Es dauerte nicht lange und auch die Deutschen wurden Opfer von Giftgas. Mehr als 90.000 Soldaten wurden an allen Fronten des Ersten Weltkriegs durch Giftgas getötet, rund eine Million vergiftet. Eine furchtbare Entwicklung wurde damals in Gang gesetzt, die bis heute nicht gestoppt ist, wiewohl Chemiewaffen weltweit geächtet werden. Das Genfer Protokoll von 1925 verbietet ihren Ersteinsatz.

Mit Chemiewaffen vertreibt man den Gegner durch reizende oder erstickende Gase beziehungsweise Flüssigkeiten. Militärs können sie zugleich präventiv einsetzen: Man vergiftet ein ganzes Gelände, um es für den Gegner zu blockieren. Und natürlich kann man Chemiewaffen gezielt einsetzen, um Soldaten kampfunfähig zu machen, beziehungsweise zu töten.

Moderne Chemiewaffen sind Nervenkampfstoffe. Sarin gehört dazu, eine farblose Flüssigkeit, die durch Haut- und Augenkontakt aufgenommen wird. Der Tod tritt nach 15 Minuten ein.

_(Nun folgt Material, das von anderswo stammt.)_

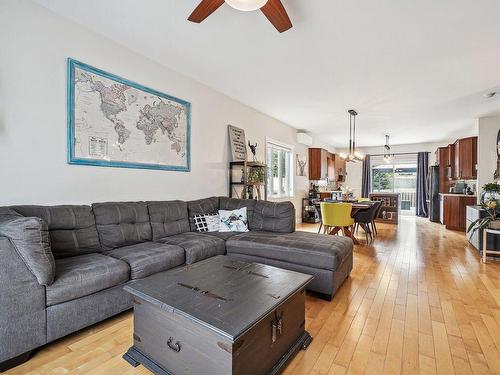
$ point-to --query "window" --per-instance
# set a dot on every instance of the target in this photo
(280, 173)
(398, 175)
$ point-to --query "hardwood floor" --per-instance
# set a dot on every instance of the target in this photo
(418, 301)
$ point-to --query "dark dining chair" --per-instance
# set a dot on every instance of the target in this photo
(365, 219)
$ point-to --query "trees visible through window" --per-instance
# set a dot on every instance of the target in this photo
(280, 162)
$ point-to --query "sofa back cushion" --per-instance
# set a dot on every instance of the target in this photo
(273, 217)
(122, 223)
(231, 204)
(72, 229)
(168, 218)
(202, 207)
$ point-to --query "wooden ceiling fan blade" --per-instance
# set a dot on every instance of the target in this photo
(204, 9)
(276, 14)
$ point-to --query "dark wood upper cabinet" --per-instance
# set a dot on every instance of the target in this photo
(465, 155)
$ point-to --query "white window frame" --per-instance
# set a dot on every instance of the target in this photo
(272, 143)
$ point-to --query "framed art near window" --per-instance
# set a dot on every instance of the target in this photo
(113, 122)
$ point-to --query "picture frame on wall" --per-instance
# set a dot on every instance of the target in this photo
(114, 122)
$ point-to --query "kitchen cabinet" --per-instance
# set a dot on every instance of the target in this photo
(318, 164)
(454, 207)
(340, 165)
(465, 154)
(325, 165)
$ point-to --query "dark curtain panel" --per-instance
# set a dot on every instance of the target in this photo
(422, 172)
(365, 180)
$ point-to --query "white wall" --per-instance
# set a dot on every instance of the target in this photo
(355, 170)
(34, 45)
(486, 149)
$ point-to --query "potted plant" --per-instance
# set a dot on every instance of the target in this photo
(492, 219)
(490, 191)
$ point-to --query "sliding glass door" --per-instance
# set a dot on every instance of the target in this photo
(396, 175)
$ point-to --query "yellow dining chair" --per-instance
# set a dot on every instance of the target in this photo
(336, 217)
(363, 199)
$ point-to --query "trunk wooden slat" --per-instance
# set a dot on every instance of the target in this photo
(216, 317)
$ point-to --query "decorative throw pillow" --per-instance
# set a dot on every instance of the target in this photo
(206, 223)
(233, 221)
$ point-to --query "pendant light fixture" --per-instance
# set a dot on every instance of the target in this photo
(387, 150)
(353, 155)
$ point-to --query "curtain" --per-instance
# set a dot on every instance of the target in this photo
(422, 173)
(365, 179)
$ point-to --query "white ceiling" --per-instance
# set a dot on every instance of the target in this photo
(416, 70)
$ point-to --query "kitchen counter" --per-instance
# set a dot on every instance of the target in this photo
(458, 195)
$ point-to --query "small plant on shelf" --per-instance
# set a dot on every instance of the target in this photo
(256, 174)
(492, 220)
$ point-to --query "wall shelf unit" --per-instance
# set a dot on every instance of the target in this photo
(245, 187)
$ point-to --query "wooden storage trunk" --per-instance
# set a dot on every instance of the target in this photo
(219, 317)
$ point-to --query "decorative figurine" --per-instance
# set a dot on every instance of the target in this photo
(253, 148)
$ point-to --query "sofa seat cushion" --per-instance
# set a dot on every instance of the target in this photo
(83, 275)
(198, 246)
(304, 248)
(222, 235)
(147, 258)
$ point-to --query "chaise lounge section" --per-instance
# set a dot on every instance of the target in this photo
(64, 267)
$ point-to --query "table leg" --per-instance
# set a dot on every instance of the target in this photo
(348, 233)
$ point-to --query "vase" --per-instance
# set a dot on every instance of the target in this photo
(489, 195)
(494, 224)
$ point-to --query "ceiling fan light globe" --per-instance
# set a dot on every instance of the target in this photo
(246, 5)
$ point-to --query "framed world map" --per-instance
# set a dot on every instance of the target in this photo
(113, 122)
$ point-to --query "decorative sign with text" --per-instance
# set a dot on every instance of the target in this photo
(238, 143)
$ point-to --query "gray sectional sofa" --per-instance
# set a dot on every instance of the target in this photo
(63, 268)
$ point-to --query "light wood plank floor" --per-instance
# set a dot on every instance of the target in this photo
(418, 301)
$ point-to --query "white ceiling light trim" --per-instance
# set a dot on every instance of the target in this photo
(246, 5)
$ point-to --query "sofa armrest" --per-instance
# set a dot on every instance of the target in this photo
(29, 237)
(273, 217)
(22, 307)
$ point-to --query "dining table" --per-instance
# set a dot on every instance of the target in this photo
(356, 206)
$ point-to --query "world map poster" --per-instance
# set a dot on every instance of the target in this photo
(114, 122)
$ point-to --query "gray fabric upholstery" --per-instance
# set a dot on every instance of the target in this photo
(22, 307)
(273, 217)
(198, 246)
(226, 203)
(168, 218)
(222, 235)
(122, 224)
(325, 281)
(83, 275)
(202, 207)
(304, 248)
(30, 238)
(72, 228)
(68, 317)
(147, 258)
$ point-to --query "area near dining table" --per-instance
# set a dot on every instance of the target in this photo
(348, 230)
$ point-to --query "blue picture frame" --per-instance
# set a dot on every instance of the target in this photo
(72, 159)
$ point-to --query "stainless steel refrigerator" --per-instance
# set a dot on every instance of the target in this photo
(434, 206)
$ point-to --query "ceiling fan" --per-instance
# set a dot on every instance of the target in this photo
(272, 9)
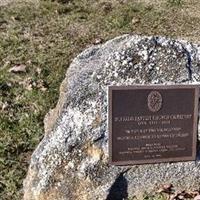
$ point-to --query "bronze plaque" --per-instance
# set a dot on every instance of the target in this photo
(152, 124)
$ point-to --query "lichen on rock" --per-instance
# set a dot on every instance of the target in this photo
(71, 162)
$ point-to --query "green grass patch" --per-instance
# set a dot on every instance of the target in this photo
(45, 37)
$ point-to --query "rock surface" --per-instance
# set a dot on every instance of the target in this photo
(71, 162)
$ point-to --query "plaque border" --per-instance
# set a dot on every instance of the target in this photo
(196, 88)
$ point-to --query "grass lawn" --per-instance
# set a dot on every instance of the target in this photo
(44, 36)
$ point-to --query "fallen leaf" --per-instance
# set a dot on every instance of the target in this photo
(18, 69)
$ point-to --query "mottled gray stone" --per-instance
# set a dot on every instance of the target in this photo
(71, 162)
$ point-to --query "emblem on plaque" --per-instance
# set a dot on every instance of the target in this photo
(154, 101)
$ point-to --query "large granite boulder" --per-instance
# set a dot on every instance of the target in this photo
(71, 162)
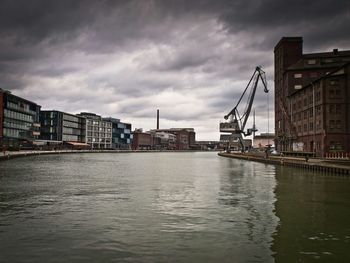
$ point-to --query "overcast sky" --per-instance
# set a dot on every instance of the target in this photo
(126, 59)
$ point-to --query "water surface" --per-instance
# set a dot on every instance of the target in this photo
(169, 207)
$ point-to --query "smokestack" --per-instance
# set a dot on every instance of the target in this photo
(157, 119)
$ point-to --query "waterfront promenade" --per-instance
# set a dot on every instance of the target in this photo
(331, 166)
(15, 154)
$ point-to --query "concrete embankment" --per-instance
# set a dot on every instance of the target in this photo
(15, 154)
(341, 167)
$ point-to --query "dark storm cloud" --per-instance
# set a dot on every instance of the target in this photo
(190, 58)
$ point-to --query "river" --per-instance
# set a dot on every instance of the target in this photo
(169, 207)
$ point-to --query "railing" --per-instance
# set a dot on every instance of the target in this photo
(337, 155)
(228, 127)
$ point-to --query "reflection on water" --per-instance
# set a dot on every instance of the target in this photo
(314, 210)
(168, 207)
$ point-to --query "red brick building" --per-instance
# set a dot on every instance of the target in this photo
(312, 99)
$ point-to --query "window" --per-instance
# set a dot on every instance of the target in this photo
(318, 96)
(338, 124)
(338, 93)
(318, 110)
(334, 82)
(338, 109)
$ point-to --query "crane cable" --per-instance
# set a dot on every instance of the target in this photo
(268, 118)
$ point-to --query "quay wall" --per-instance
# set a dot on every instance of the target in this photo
(11, 155)
(336, 167)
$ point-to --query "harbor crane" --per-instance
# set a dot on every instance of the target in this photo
(237, 122)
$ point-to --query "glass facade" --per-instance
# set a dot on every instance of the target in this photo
(121, 134)
(98, 131)
(61, 126)
(20, 121)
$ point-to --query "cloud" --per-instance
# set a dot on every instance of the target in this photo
(125, 59)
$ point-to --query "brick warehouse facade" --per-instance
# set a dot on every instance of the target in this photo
(312, 99)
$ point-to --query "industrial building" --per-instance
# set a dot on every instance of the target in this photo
(312, 99)
(19, 121)
(185, 137)
(121, 134)
(141, 140)
(98, 131)
(264, 140)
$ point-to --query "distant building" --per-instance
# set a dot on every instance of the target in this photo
(312, 99)
(185, 137)
(264, 140)
(19, 121)
(121, 133)
(207, 145)
(235, 146)
(98, 131)
(163, 140)
(141, 140)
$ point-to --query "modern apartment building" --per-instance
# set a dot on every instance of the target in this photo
(98, 131)
(121, 134)
(19, 121)
(62, 126)
(312, 99)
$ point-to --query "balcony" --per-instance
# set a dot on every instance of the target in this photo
(231, 127)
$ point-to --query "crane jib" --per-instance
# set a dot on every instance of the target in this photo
(237, 123)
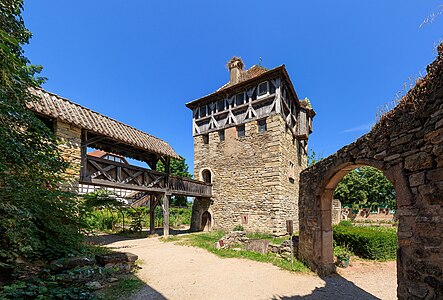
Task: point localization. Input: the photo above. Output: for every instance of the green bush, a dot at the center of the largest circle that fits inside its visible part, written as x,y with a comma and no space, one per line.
375,243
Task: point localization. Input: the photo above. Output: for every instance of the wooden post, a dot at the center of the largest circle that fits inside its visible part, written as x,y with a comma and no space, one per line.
83,155
152,205
165,215
166,199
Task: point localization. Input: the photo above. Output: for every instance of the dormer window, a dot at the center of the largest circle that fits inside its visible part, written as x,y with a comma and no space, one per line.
203,111
240,99
261,124
241,132
221,105
263,89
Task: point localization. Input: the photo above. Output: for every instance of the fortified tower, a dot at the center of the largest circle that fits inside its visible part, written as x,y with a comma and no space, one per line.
250,142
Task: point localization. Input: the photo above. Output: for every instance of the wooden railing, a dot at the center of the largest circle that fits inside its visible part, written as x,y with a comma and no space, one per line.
103,172
189,187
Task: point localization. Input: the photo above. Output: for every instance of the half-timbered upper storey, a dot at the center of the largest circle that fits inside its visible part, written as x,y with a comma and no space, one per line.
252,94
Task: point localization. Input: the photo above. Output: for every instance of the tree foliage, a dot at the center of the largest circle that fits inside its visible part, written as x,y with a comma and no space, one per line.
365,185
36,220
177,167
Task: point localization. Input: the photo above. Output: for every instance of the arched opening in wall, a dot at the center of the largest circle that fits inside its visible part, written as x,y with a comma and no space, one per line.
365,226
207,176
206,221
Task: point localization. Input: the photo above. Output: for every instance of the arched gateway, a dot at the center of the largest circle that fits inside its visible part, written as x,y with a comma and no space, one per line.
407,145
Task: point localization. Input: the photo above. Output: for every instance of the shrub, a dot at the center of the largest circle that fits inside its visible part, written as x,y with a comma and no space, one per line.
238,228
375,243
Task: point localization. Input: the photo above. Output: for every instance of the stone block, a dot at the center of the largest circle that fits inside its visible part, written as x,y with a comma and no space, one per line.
419,161
417,179
257,245
116,257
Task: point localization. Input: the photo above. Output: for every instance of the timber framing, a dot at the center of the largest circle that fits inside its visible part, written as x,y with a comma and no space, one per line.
222,109
101,132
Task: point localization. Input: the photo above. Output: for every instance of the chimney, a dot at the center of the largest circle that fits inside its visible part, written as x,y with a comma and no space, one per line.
235,66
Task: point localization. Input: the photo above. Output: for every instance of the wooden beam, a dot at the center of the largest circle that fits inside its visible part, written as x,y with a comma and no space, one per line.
83,155
91,141
152,205
165,215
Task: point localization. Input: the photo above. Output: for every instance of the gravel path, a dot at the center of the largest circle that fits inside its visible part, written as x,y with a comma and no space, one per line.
179,272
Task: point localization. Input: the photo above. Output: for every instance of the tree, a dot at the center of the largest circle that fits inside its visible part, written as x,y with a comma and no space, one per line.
313,158
36,219
365,185
177,167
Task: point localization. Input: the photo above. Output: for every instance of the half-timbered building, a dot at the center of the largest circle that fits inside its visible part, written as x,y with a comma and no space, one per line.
250,143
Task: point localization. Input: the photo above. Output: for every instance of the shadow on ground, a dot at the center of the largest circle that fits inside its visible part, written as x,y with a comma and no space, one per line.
146,292
106,238
336,287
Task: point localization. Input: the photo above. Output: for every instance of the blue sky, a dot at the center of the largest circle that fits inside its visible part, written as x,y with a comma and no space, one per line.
140,61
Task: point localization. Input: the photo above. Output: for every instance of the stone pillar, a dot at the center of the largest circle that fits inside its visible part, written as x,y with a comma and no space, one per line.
152,205
70,147
336,211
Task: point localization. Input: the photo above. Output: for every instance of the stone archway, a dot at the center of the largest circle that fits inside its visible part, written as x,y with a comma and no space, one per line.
323,260
206,223
407,145
206,176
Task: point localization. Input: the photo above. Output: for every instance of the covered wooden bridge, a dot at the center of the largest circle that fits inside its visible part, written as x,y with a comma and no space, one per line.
79,128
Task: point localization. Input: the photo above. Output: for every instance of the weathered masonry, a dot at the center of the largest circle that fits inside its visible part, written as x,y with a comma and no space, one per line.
79,128
407,145
250,142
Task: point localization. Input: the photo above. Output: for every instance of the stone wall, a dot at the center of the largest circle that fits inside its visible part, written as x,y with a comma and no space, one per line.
407,145
336,211
250,177
70,143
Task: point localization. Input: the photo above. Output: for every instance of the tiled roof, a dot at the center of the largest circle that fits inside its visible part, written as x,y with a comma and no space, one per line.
252,72
57,107
246,76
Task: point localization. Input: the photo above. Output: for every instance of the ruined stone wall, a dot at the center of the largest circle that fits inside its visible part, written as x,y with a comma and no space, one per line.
407,145
70,143
250,179
336,211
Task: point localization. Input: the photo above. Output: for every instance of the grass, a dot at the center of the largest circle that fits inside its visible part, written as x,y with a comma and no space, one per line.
125,287
207,241
269,237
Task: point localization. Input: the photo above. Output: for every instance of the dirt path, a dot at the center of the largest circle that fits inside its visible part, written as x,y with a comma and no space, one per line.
178,272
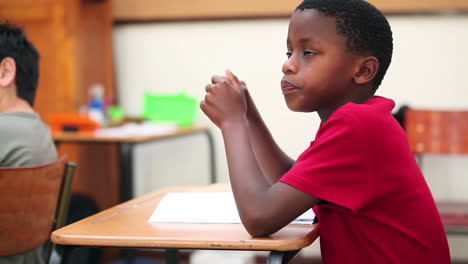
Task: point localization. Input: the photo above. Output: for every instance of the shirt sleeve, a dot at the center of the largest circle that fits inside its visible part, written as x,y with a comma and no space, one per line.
335,168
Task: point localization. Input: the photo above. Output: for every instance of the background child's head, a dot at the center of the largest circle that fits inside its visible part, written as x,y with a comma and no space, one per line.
366,29
15,45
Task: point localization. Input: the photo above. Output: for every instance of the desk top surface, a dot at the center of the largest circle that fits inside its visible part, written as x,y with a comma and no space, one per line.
125,225
93,137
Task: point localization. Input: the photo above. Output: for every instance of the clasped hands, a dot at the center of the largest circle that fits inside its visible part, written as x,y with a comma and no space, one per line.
225,100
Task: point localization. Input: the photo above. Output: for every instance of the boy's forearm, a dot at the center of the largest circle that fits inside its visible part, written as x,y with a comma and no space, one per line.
247,180
271,159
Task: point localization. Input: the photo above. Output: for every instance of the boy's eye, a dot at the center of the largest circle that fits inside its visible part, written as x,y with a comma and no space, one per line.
309,53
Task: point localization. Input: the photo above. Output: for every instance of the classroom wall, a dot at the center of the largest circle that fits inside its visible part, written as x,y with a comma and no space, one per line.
429,69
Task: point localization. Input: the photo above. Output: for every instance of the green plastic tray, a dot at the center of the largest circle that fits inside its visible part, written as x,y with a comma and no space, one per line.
179,108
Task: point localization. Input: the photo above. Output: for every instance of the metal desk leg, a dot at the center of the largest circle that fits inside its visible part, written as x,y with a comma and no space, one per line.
172,256
281,257
67,253
212,156
126,163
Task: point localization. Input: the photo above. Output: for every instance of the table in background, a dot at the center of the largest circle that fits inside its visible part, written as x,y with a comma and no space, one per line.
126,146
126,226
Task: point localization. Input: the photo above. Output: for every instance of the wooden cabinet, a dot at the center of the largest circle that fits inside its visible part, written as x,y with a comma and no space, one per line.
74,38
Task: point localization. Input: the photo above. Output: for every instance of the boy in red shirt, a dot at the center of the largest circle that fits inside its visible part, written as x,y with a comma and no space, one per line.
359,174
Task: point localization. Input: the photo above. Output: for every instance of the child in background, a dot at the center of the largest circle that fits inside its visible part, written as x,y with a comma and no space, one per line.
359,174
24,139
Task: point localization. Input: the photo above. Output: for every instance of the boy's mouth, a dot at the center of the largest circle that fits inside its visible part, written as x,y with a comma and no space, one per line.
287,87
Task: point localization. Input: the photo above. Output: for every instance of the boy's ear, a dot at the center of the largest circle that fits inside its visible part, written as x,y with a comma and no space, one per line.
7,71
367,70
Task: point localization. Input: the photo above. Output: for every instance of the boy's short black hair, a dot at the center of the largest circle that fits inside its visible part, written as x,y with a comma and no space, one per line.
14,44
365,27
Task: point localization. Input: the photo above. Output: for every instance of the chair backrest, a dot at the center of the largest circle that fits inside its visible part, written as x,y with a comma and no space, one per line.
34,201
437,132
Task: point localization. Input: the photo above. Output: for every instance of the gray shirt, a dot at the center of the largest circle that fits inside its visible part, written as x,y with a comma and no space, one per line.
24,141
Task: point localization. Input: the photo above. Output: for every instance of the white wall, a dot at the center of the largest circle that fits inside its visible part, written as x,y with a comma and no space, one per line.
429,69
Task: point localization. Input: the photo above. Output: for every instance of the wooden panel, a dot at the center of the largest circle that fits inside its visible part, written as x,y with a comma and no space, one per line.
437,132
155,10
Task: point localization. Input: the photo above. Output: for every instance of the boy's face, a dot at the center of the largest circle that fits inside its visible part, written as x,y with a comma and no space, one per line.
318,75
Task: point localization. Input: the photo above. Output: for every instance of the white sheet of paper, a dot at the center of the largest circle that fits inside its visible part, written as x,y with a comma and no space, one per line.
204,207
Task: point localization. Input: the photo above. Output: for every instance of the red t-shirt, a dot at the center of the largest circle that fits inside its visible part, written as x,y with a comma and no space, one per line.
379,208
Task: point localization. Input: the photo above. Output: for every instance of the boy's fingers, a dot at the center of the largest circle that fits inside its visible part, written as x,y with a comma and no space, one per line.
217,79
233,79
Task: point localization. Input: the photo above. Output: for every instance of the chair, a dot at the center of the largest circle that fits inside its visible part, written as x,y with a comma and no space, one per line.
34,202
444,133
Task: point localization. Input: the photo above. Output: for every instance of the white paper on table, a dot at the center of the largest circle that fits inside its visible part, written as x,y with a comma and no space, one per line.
204,207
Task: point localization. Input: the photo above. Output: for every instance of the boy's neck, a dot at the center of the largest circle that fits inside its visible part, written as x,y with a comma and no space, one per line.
357,99
11,103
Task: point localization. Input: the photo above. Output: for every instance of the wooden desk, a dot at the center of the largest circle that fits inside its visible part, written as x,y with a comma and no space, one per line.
126,225
126,146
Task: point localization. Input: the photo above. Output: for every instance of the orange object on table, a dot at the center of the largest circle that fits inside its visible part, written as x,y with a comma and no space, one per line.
71,122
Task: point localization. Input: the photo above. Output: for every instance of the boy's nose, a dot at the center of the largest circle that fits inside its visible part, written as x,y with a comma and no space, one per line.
289,66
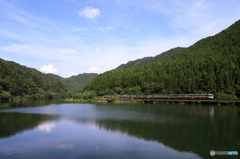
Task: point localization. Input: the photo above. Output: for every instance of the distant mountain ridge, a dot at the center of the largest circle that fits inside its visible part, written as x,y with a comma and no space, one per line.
211,66
75,83
19,80
147,60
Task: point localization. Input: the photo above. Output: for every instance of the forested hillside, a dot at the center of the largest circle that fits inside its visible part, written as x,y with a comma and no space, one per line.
212,65
75,83
21,81
147,60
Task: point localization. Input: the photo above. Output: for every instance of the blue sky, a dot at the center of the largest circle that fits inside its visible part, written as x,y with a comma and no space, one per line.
69,37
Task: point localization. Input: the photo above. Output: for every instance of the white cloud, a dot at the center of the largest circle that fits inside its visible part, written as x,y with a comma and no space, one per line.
98,49
93,70
68,52
107,28
78,29
69,74
46,127
48,69
89,13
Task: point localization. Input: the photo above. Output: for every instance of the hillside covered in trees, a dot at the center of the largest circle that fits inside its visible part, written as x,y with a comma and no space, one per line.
75,83
212,65
147,60
20,81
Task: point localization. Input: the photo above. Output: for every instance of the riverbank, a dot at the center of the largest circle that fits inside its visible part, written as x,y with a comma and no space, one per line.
105,100
167,101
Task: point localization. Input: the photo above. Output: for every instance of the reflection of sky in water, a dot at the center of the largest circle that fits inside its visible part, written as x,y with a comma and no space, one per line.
77,140
113,131
46,127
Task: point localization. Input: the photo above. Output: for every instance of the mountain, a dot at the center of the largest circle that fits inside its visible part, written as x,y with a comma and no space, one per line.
75,83
18,80
147,60
211,65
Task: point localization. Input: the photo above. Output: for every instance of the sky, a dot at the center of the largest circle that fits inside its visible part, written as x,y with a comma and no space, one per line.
70,37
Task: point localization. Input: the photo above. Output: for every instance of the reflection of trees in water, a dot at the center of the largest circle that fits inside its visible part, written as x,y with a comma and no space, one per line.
203,133
12,123
31,103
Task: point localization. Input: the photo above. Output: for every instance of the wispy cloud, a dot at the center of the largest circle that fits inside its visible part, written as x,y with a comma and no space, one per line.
93,69
48,69
89,13
107,28
67,52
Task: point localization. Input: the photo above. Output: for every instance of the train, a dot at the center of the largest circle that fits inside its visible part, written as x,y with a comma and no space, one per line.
166,96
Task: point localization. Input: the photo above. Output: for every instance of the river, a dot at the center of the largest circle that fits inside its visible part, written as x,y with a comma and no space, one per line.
57,129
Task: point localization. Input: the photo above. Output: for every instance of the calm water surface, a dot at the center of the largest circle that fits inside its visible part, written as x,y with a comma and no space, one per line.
56,129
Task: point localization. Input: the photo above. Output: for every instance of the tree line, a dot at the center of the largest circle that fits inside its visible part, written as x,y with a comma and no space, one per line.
212,65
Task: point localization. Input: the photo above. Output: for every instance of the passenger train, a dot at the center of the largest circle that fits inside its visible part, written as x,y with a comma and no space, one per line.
167,96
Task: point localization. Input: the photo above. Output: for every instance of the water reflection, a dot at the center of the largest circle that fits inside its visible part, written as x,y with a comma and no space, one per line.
46,127
97,130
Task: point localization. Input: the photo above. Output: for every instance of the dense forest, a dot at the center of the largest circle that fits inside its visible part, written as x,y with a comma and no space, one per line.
212,65
23,82
147,60
75,83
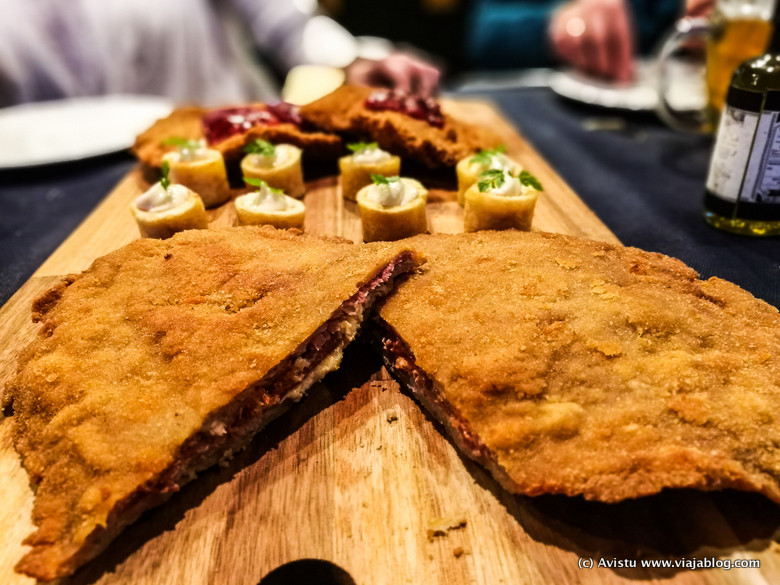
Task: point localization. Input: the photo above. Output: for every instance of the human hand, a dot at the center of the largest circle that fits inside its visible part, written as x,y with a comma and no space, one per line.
596,37
695,8
398,71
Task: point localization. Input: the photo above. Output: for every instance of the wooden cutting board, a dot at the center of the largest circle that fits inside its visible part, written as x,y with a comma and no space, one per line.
359,476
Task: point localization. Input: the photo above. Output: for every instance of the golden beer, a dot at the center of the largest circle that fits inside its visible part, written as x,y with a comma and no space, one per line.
733,41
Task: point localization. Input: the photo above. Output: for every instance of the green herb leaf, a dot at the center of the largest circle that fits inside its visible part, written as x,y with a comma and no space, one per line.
483,156
491,179
261,147
182,143
359,146
382,180
165,182
528,180
259,183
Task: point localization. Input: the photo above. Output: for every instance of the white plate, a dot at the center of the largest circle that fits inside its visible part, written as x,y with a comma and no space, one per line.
687,92
641,95
73,129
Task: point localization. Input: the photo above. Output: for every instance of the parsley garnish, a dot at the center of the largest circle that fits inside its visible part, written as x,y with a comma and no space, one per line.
483,156
259,183
359,146
182,143
382,180
528,180
491,179
260,147
165,182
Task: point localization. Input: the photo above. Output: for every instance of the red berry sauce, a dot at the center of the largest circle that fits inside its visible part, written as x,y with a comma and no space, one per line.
219,125
415,106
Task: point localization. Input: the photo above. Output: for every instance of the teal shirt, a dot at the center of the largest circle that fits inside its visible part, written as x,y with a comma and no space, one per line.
507,34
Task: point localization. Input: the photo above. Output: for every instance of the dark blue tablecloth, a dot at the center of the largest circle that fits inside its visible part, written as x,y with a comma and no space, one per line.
41,206
644,181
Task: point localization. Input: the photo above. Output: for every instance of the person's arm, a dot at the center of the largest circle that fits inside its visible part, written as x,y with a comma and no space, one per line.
599,37
509,34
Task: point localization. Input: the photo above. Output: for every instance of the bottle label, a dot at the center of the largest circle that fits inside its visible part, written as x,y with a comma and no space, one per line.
732,151
762,178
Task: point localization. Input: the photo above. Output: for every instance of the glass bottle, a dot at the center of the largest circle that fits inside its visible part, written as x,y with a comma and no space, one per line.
743,185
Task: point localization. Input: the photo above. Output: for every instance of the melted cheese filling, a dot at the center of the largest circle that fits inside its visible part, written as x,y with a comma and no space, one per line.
158,200
392,194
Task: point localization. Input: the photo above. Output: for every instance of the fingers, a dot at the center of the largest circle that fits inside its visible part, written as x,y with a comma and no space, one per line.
622,47
398,70
595,37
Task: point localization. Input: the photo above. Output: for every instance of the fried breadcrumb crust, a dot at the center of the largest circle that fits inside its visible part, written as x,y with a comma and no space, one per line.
343,111
594,369
139,352
187,123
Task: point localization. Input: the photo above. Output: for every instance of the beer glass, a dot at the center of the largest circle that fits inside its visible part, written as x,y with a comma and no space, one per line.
737,30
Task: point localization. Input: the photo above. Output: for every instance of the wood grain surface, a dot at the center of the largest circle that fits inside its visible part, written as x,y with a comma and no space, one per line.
359,476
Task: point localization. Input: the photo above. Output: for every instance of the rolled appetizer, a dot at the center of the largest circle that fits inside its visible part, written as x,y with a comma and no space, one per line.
392,208
269,206
167,208
278,165
500,200
366,159
200,168
469,169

Die ersten Symptome: vermindertes Sehvermögen, Krämpfe, Atemlähmung.

Chemiewaffen-Einsätze in der heutigen Zeit

Weitere Beispiele sind laut einer wissenschaftlichen Expertise des Carl-Friedrich von Weizsäcker-Zentrums für Naturwissenschaften und Friedensforschung etwa Tabun (Nato-Code: GA), Soman, VX, VR, Novichok-5, Rizin.

Entwickelt wurden sie im Laufe der Jahrzehnte von den USA, der Sowjetunion, Großbritannien, Frankreich, Japan, Schweden oder Bulgarien. Aus der Vergangenheit bekannt (vermutet/verdächtigt) sind ferner staatliche Chemiewaffenprogramme in Albanien, Irak, Libyen, Indien, Südkorea, in Syrien, Nordkorea, Ägypten und Israel. Im Zweiten Weltkrieg kamen Chemiewaffen in Europa nicht zum Einsatz, aber danach nachweislich durch Ägypten im Jemen (1963-67), durch den Irak gegen den Iran (1980-88) und zehn Jahre später erneut gegen die Kurden, zuletzt auch von Syrien.

1997 kam das Chemiewaffenübereinkommen in Kraft, das Entwicklung, Herstellung, Lagerung und Einsatz chemischer Waffen verbietet und zu ihrer Vernichtung verpflichtet. Es ist teurer, chemische Waffen zu entsorgen, als sie zu produzieren. Über die Einhaltung des Abkommens wacht eigens die Organisation for the Prohibition of Chemical Weapons in Den Haag (OVCW), die seither auch Tausende Inspektionen durchgeführt hat. Sie wird vom Spanier Fernando Arias geleitet. Nur vier Staaten haben die Chemiewaffenkonvention nicht unterzeichnet bzw. noch nicht ratifiziert, Ägypten, Israel, Nordkorea und der Südsudan.

Geächtet, verboten, aber auch wirklich abgerüstet?

1997 wurden 72.304 Tonnen chemischer Kampfstoffe gemeldet. Sie sollten inzwischen fast vollständig zerstört sein. Russland gab bereits 2017 bekannt, alle seine C-Waffen vollständig abgerüstet zu haben. Wenn also russische Truppen oder Separatisten Bomben, Raketen oder Granaten mit Giftgas im Ukraine-Krieg einsetzen sollten, dann würde sich Russland selbst der Lüge überführen. Zuletzt wurden Chemiewaffen in Einzelfällen eingesetzt, zum Beispiel beim Anschlag auf Sergei Skripal in Großbritannien.

Ob und welches Gift eingesetzt wird, kann noch im Nachhinein festgestellt werden, zumal wenn man schnell zu den Opfern gelangt und Blut- oder Urinproben entnehmen kann. Auch Reste von Raketen sind eine gute Spur. Sie sind anders konstruiert als normale Raketen für explosive Stoffe. Bodenproben verraten ebenfalls einen Chemiewaffenangriff. Bestimmte Abbauprodukte sind sehr stabil und können manchmal noch Monate nach einem Angriff eindeutig nachgewiesen werden. Das können Inspektoren mit speziellen Detektionsgeräten herausfinden.